1. As noted in a comment above, base is passed by reference, not value, so there is only one copy of it and you re changing its value. This is a bad idea.
2. pwr is also passed by reference and you re changing its value when you use /= instead of just /. There are two /= statements in this line, so after this line runs, pwr now has one fourth its original value.
3. The exp function will get run twice each time you run this line. It would make more sense to store the value and then square it.
4. /2 is integer division, so it will round down. So if you give it a number like 3 as an exponent, it will not work correctly because 3/2 is 1. If you correct the other mistakes and the call it with an exponent of 7, it will end up only doing exp(2,7) = exp(2,3)*exp(2,3) = exp(2,1)*exp(2,1)*exp(2,1)*exp(2,1) = 16 when obviously the correct answer is 128. This function, as designed, will only work correctly when the exponent is a power of 2.
5. Good thing that number 4 is true because if you did get exp(2,1.5) you d never terminate since it wouldn t match your base cases. You should probably rethink your algorithm generally.

The first problem that I can see is that you pass base and pwr by reference. When you do this, their global value gets modified every time yo call exp, so the output you are getting should be expected based on the code you wrote.

要取得正确结果,我将取代

exp(base, pwr /= 2) * exp(base, pwr /= 2);

iii

exp(base, pwr/2) * exp(base, pwr/2);

because your exp(2, 4) = exp(2, 2) * exp(2, 1) is not really correct..

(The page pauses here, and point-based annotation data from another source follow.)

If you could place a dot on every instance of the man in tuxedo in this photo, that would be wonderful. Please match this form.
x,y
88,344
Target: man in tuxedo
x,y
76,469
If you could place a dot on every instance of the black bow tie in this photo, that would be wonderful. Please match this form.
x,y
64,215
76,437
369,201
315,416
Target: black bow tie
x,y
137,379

Since you claim this isn t homework:

1. 正如其他人提到的那样,这里的提及并不属实。 每次复程电话在计算中都需要这一特定点的价值。

2. exp (base, pwr /= 2) * 支出(基数,pwr /= 2);

   This won t work as expected when your exponent is not a multiple of 2. After you fix the reference thing, if you still really want to do it this way, try:

   exp(base, pwr/2) * 支出(基准,(pwr/2 + pwr%2));

We can step through this fairly easily, the first time through exp base is 2 and pwr is 4 so we call with exp (2, 1) * exp (2, 0) (remember you are setting pwr = pwr / 2). So the first one evaluates to 2 and the second evaluates to 1 so you are returning the result of 2 * 1 which is 2. I think you re code means to return the result of exp (2, 1) * exp (2,1) instead.

这非常奇怪。 对我来说,你的法典在逻辑上是正确的,而且非常正确。 我同意你的看法,即问题何在。 由于缺乏我自己,我建议你尝试该方案的简单数字(N=1, m=1;N=4, m=1;N=2, m=1;N=2,m=0)。 如果是这样的话,问题似乎完全在于你指出的。

我知道,这并没有解决你的问题,而是一开始(如果你已经这样做的话)。 我会因为Im insane也试图这样做。

else {
  power = power-1;
  base = base * exp(base, power);
}

我不敢肯定,这种危险是否有助于(肯定会放缓),但也许值得尝试? 我也将删除许多提法。